Two basic questions here:
If I want to serve SSL content from 3 different servers (A, B, C) through a reverse proxy (P), where does the SSL magic happen?
I'm guessing that each server will be responsible for handling the SSL stuff and X just routes the bits, but I'm not sure. Presumably in this case, I would use the same cert signed for X on each machine A, B, C. Or does X do all the SSL stuff by itself?
Second, what's the best webserver to use for the reverse proxy on Windows Server 2008? IIS, Apache, etc. Extra credit if you have a good example of setting one up with your recommendation.
Thanks for your help!
I assume by "Reverse Proxy" you mean an Apahce server acting as a Proxy vs. DNAT (Destination NAT). In this case, your clients see your servers (A,B,C) with internal IPs (IA,IB,IC) as external or public IP devices (XA, XB, XC).
If, on the other hand, you want to represent your (IA, IB,IC) devices as a single external IP (XIP) then you will need to use SSL Certificates that incorporate multiple subject alternate names. In fact, if you have only one public IP and you want multiple SSL sites against that one public IP, you will need to use a cert with multiple subject alternate names regardless of the reverse proxy going on. The attribute is called "SubjAltName" in X.500 land.
This link may help you: http://www.wlug.org.nz/ApacheReverseProxy
You really can't DNAT HTTPS connections unless your DNAT knows how to handle SSL Certs - you're basically creating a MITM (man-in-the-middle) process; one of the very things SSL tries to protect against.
I quote from our excellent CMS support guy
"The thing that needs to be thought about for this is where you will do the SSL termination
In other words will the request be client to proxy as https and then http from the proxy to the internal box where you are getting apache to terminate the SSL
Or
The entire conversation is SSL
I would favour the 1st option where you let Apache terminate the SSL as there is no real need to have the entire conversation as https
I would put the certificate on the apache server within a virtual host directive and then proxy that request on to the internal box."

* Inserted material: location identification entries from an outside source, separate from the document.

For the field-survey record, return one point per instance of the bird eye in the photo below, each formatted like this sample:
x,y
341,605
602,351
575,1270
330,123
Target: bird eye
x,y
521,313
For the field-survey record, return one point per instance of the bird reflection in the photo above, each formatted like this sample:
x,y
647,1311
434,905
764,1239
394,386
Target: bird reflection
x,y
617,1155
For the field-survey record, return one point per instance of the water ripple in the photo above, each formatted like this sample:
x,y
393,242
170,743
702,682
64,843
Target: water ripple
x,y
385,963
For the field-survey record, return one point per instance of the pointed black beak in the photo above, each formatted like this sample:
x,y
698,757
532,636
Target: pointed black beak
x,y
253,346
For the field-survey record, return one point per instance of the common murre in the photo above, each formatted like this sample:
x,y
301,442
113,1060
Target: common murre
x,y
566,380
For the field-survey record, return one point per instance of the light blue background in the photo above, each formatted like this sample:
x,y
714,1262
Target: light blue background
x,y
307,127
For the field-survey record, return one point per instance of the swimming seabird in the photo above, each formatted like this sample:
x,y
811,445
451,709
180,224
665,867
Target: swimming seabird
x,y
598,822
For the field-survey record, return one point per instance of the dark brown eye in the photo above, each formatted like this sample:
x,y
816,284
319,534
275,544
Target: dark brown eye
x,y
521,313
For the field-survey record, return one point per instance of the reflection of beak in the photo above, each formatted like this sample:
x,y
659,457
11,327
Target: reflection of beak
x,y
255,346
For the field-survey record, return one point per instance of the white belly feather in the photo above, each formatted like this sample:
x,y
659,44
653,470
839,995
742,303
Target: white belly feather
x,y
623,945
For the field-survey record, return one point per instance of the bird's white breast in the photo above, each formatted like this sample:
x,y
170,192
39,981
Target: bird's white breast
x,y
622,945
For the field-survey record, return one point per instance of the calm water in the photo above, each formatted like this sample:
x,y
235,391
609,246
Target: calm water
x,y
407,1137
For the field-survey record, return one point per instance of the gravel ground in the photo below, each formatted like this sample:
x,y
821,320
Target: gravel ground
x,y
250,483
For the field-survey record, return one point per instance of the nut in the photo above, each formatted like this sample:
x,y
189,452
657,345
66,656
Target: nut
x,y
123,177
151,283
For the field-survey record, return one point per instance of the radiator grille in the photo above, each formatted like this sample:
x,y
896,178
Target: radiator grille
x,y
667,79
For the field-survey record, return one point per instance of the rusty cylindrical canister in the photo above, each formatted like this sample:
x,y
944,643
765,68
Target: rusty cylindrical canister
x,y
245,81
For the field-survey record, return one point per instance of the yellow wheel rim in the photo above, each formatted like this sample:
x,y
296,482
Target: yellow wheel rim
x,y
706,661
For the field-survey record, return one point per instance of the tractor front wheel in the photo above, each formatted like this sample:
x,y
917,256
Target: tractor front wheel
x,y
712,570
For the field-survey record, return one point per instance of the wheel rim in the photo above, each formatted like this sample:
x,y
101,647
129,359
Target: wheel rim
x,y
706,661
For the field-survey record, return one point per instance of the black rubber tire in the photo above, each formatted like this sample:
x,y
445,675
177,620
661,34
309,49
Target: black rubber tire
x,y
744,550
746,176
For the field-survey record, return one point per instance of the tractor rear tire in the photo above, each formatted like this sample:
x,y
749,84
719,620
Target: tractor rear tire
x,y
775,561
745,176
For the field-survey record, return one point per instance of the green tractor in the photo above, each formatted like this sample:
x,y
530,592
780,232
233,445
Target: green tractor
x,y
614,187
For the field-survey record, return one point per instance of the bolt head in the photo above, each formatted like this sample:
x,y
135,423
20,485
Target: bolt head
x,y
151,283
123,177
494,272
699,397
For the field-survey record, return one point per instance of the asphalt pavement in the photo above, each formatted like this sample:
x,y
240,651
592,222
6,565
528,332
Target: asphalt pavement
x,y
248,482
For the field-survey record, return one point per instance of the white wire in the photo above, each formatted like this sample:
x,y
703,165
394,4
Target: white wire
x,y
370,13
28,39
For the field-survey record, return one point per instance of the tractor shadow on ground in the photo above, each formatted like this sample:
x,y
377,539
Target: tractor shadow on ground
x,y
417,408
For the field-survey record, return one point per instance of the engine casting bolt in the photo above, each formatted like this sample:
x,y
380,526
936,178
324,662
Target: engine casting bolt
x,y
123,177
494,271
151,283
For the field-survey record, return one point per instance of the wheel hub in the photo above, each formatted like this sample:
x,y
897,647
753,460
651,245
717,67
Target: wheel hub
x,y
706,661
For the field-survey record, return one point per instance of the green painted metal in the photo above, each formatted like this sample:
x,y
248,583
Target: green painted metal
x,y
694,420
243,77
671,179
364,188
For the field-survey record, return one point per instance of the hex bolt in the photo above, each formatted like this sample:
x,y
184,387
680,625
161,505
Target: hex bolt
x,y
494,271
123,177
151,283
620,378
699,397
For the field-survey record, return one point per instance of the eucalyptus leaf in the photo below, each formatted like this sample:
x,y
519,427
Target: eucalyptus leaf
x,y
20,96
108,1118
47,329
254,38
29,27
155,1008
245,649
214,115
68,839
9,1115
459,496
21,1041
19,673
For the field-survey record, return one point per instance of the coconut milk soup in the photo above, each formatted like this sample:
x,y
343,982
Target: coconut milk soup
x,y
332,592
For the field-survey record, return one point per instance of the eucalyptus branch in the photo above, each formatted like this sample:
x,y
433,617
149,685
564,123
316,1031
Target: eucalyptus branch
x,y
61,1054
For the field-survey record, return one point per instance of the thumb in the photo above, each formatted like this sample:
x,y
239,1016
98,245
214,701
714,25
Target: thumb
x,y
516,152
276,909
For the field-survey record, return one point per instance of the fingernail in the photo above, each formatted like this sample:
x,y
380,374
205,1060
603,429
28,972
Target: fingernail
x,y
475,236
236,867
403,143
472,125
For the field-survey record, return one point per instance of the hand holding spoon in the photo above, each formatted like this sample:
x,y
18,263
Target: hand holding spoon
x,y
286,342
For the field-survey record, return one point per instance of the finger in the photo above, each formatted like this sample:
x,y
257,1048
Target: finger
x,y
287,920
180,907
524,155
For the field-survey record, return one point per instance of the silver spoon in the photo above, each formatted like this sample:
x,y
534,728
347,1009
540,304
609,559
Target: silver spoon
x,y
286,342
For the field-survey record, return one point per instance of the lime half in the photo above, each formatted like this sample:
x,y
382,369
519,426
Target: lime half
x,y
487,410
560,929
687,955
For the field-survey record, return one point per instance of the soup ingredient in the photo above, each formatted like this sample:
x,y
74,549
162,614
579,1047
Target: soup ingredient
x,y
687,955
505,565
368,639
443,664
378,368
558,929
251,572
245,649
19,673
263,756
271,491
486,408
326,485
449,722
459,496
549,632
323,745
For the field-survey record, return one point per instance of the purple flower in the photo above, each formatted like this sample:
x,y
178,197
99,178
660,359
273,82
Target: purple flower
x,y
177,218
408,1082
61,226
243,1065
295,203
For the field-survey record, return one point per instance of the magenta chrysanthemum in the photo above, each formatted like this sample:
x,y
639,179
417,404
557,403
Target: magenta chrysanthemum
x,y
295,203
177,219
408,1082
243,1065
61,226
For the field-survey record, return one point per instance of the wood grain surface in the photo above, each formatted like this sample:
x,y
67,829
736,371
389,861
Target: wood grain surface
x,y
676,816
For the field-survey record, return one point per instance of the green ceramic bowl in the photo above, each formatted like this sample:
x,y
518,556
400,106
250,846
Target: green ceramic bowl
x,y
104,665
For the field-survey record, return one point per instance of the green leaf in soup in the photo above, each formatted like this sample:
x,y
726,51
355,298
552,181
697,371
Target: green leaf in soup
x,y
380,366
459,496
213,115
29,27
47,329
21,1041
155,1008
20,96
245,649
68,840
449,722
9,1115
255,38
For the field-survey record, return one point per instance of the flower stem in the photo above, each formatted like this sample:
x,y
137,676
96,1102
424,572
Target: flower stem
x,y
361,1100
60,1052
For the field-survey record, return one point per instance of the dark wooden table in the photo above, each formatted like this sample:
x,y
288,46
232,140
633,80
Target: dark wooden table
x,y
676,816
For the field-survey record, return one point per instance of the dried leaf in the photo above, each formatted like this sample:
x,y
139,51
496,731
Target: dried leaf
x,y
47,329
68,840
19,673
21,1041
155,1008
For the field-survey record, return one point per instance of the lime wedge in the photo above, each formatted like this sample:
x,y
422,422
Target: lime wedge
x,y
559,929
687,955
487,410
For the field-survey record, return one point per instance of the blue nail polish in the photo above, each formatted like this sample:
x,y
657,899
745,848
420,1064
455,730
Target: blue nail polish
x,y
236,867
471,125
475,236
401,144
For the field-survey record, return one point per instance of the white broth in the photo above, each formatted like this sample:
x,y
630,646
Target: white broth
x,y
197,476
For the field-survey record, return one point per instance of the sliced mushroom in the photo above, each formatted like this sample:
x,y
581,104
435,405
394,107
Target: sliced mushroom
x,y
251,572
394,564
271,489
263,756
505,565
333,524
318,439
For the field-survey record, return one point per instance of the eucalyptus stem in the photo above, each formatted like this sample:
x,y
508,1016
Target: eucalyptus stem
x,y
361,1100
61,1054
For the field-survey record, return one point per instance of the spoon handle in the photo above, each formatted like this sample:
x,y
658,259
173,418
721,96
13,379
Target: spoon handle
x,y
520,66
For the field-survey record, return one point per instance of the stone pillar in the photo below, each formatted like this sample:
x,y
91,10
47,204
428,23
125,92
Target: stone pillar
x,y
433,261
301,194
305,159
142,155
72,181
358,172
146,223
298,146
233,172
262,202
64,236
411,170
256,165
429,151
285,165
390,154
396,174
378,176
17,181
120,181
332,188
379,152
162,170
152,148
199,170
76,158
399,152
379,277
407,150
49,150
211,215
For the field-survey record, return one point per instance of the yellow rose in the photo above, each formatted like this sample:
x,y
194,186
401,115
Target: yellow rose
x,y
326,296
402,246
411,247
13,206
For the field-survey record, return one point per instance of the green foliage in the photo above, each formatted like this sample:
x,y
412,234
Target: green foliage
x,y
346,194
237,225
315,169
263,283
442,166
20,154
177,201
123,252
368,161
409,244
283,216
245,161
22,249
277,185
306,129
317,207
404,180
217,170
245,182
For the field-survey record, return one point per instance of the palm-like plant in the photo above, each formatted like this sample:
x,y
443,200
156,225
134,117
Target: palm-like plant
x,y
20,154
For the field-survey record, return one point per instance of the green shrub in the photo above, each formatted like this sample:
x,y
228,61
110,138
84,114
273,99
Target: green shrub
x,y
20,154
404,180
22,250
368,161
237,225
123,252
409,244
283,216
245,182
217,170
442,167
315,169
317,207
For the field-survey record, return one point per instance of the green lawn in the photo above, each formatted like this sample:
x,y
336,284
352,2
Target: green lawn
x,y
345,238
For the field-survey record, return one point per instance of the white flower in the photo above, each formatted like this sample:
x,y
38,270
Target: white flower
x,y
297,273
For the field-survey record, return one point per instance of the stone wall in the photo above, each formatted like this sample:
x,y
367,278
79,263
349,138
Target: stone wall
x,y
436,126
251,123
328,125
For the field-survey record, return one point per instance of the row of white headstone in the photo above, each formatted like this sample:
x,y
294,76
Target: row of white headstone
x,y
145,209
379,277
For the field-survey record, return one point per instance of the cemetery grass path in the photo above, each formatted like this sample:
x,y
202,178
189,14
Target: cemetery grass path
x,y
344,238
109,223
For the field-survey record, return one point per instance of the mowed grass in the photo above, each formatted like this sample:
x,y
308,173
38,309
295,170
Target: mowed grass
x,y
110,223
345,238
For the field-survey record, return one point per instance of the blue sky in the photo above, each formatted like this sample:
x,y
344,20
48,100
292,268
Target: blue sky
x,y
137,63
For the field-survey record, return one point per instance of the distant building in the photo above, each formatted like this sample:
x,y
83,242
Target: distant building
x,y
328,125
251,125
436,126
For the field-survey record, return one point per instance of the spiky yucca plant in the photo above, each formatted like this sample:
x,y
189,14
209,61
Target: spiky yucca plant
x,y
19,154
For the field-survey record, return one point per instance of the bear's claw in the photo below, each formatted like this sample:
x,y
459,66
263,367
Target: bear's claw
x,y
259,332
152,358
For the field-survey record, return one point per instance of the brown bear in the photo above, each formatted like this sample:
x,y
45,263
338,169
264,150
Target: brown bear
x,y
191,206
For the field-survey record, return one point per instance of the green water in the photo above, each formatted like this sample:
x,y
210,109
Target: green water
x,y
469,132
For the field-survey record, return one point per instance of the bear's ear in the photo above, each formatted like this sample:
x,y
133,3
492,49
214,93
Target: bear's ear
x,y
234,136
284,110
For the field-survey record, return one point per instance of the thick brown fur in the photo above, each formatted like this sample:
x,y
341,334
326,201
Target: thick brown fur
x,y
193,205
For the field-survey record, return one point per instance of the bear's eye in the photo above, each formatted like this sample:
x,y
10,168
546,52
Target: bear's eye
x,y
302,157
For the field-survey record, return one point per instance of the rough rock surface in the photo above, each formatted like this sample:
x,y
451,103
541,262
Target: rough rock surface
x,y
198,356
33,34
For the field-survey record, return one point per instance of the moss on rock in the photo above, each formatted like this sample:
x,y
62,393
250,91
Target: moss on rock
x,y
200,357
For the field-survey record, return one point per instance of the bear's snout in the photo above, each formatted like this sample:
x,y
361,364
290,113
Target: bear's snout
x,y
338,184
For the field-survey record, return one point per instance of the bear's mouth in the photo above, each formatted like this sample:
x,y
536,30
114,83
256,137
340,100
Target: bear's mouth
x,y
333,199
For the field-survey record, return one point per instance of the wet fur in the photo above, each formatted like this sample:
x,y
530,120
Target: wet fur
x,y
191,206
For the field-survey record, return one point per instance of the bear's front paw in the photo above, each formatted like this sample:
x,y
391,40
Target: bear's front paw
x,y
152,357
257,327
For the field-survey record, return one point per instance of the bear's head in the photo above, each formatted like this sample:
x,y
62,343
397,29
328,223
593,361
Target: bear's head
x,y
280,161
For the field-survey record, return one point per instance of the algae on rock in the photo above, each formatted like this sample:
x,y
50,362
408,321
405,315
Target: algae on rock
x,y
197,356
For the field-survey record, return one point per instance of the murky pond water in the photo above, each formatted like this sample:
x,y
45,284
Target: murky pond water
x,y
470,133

In other words either, but it's easier to avoid encrypting internally on your own network.
IIS won't reverse proxy as far as I know (certainly up to IIS 6, not sure about later), so its Apache. You can also use SQUID which seems to be good, although I have no direct experience of it.
See also my question on StackOverflow (https://stackoverflow.com/questions/283636/apache-reverse-proxy-set-up-ssl-certificate) concerning the correct config for Apache.
You can set up a Microsoft ISA server as your reverse proxy for your SSL. This then forwards the traffic over port 80 to IIS residing on another server. This will also work for wildcard certs in case you were wanting to use them. I believe you can use this to do load balancing also.